Chargers can be separated mainly into two categories: slow and fast chargers.


Slow AC on-board chargers and fast off-board chargers
  • Slow chargers rated for up to 22 kW or lower run mainly on alternating current (AC).
    They draw AC from the grid for the vehicle’s on-board charger (OBC) to convert and convey to the battery. Many homes as well as public and company parking lots are equipped with these AC charging wall boxes.
  • Fast chargers with power ratings higher than 22 kW all deliver direct current.
    They convert the power before sending it on to the vehicle, which is why they are also called off-board chargers. As the name would suggest, fast chargers take a lot less time to top off batteries. They are generally found in public spaces, business and shopping areas and at highway charging stations.


* Charging time for 190 km @ 80% SoC, assuming an avg EV battery capacity of 48 kWh and an avg EV consumption of 20 kWh/100 km



Several co-existing standards and IEC norms regulate and standardize AC and DC charging technologies.

Three main charging protocols span the globe, the CHAdeMO (charge de move), the Combined Charging System (CCS) and the Tesla Supercharger. The only standard protocol implemented in China is GB/T, which is exclusive to the region.
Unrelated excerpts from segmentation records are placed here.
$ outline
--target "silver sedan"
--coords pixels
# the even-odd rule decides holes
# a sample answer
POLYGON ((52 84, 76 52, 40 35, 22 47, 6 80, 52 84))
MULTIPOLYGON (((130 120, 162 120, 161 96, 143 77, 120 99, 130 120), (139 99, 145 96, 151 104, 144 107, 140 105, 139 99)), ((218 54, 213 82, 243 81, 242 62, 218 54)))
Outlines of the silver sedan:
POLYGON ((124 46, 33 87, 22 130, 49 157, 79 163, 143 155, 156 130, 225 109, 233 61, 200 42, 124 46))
Types of Plugs used for Electric Cars Globally


Charger Trends

  • Rising demand for higher power and shorter waits is driving the deployment of fast chargers in urban areas and along highways. The global market for fast chargers exploded from 2015 to 2020 with a compound annual growth rate (CAGR) of over 60 percent. Forecasts call for 40 percent growth from 2020 to 2025*. Battery voltage is also increasing from 400 V to 800 V
  • Bidirectional charging has yet to go global. China and Japan are spearheading this trend; the EU is sure to follow in the years ahead. With bidirectional chargers, EV batteries can serve for use cases like Vehicle-to-Load (V2L) or Vehicle-to-Grid (V2G).
  • Efficiency is to increase from today’s 95 percent to 98 percent. Wide-bandgap (WBG) components will help with that
  • Reliability is a growing priority for chargers
  • Most fast DC chargers are modular by design. Several 20-to-30 kW or 50-to-60 kW charger modules are connected in parallel to deliver the desired amount of power

* Source: IEA Global EV Outlook 2021

DC Charger Trends

System architectures for fast DC Chargers

System Architecture 1

This is the state-of-the-art system architecture for DC Charger 10 kW up to 350 kW. Depending on output power, this can be a system built from one or more charger stacks. Supply is taken from low-voltage 3-phase grid.


System Architecture 2

The same as system architecture 1 but bi-directional. It is mainly designed for V2x applications.


System Architecture 3

This design is aimed to serve the higher power (>150 kW) market, e.g. charging parks. A medium-voltage transformer furnishes power directly to the system. Separated windings per charger needed on the secondary side of transformer. The advantage of this architecture is system cost and efficiency.